Vítor Godinho é o fundador e gerente do Planeta dos Sonhos – Indústria de Colchões, Unipessoal, Lda. Inaugurada em 2006 e situada no concelho de Santa Maria da Feira, Vítor Godinho trabalha nesta área há mais de duas décadas. Começou sozinho o seu sonho, e hoje volvidos estes anos já conta com uma equipa de oito funcionários. Orgulhoso, explica-nos os segredos de um bom colchão e o facto de conseguir produzir colchões à medida dos desejos dos clientes.

Como é que tudo começou?

Foi há 16 anos. Eu trabalhava neste ramo há 10 e a empresa começou a falhar com os seus compromissos. Conversei com a minha esposa e decidi investir as nossas poupanças em máquinas e numa carrinha. E assim foi! Arranquei com o negócio sozinho, andei cerca de meio ano nestes moldes, com a minha esposa a ajudar-me em horário pós-laboral. Ao fim de meio ano decidiu vir trabalhar comigo e continuamos durante oito anos sozinhos. Ao fim desse tempo, apareceu a oportunidade de exportar para Angola e comecei a ter necessidade de contratar pessoal. Neste momento, já somos oito funcionários.

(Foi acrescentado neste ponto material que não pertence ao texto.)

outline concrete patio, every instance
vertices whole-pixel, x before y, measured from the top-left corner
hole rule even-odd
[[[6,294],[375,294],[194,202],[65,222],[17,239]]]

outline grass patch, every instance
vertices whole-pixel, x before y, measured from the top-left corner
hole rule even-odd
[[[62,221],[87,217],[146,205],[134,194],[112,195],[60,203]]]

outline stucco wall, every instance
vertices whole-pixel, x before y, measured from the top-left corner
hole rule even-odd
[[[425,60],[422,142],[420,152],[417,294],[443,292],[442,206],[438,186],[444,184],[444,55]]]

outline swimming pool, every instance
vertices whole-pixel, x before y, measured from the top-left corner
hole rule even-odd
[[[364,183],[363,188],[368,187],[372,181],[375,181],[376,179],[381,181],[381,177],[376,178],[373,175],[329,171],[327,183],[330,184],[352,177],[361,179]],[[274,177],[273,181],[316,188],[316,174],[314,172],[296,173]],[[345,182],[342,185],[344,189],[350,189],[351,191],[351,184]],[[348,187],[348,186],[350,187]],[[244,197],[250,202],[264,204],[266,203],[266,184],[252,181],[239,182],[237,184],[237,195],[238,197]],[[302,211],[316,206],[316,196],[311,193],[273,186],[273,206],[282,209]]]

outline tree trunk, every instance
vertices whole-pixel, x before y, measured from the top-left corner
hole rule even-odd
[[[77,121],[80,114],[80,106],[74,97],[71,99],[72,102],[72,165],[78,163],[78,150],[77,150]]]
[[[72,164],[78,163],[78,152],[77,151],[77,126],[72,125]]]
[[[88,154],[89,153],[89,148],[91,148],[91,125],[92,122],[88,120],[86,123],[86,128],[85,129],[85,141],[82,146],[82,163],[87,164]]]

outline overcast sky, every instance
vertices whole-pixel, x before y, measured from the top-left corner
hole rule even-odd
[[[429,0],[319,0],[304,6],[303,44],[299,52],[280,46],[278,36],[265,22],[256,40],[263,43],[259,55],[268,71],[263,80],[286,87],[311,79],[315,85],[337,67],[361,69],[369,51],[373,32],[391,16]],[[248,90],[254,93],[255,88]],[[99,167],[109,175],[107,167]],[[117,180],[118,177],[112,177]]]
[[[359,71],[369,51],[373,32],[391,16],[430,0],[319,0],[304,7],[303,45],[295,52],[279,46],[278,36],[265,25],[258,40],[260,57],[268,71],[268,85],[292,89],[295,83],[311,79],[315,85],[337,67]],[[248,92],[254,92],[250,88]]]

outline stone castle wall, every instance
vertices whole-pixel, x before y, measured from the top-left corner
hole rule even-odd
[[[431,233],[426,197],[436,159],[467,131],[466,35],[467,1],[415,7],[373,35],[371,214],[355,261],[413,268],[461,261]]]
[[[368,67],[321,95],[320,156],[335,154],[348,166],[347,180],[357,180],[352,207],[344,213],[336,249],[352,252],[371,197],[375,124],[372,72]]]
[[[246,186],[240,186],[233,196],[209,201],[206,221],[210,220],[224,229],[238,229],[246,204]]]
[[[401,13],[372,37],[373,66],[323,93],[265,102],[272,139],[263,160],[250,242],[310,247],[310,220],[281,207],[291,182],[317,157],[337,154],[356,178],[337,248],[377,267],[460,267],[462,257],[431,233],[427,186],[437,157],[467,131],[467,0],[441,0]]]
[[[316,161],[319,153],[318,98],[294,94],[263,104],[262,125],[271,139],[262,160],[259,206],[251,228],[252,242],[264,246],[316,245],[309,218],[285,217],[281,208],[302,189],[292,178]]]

Durante esses 16 anos cresceu muito. Que balanço que faz?

Muito! O balanço é que nunca pensei em atingir estas metas! Queria ser sempre uma pequena empresa e trabalhar só com a família, mas os clientes é que nos fazem crescer, mesmo sem uma pessoa querer. Os clientes, às vezes também nos fazem pressão, dizem que precisam com urgência e acabamos por contratar mais pessoal para responder às necessidades. Neste momento quero estabilizar para ter também alguma qualidade de vida.

Que clientes vêm bater à sua porta?

Desde armazenistas, lojistas e até o consumidor final. No fundo, todo o tipo de clientes. Desde de Lisboa, Porto, Algarve, para todo país. Já exportei também para Cabo Verde. Neste momento estou a vender para França, para um hotel de luxo um material muito específico.

Que produtos comercializa?

Aqui apostamos na produção e venda de colchões, mas há uns cinco anos para cá, devido aos hotéis entendi, nessa altura, que havia também a necessidade de responder a outras necessidades. Foi então que abrimos uma linha com sommiers e cabeceiras. Também temos o estofo para equipar hotéis inteiros. Há muitos milhares de colchões  nossos espalhados por aí fora.

 

Como é que atrai novos clientes?

Neste momento são os clientes que vêm à nossa procura.

Qual é o vosso lema?

O meu lema é que eu gosto muito de vender, mas gosto mais de vender quando o faço pessoalmente, porque hoje em dia há grandes empresas aí no mercado que vendem ao consumidor final, onde se vende o mesmo produto para toda a gente, quando não deveria ser assim. Cada vez mais, temos que trabalhar em função do cliente, ver mais ou menos a estrutura física do cliente, as suas necessidades e preparar um colchão personalizado.

Para finalizar, projetos de futuro?

Vou tentar manter o que tenho. Neste momento não tenho a ideia de expandir mais. Digo isto, mas a vida leva-me para outros caminhos, tudo me leva a crer que, daqui a um ano ou dois, tenha de mudar para um pavilhão maior. No geral, precisava de um pavilhão com cerca de 2.000 metros de área coberta para conseguir ter melhores condições de trabalho.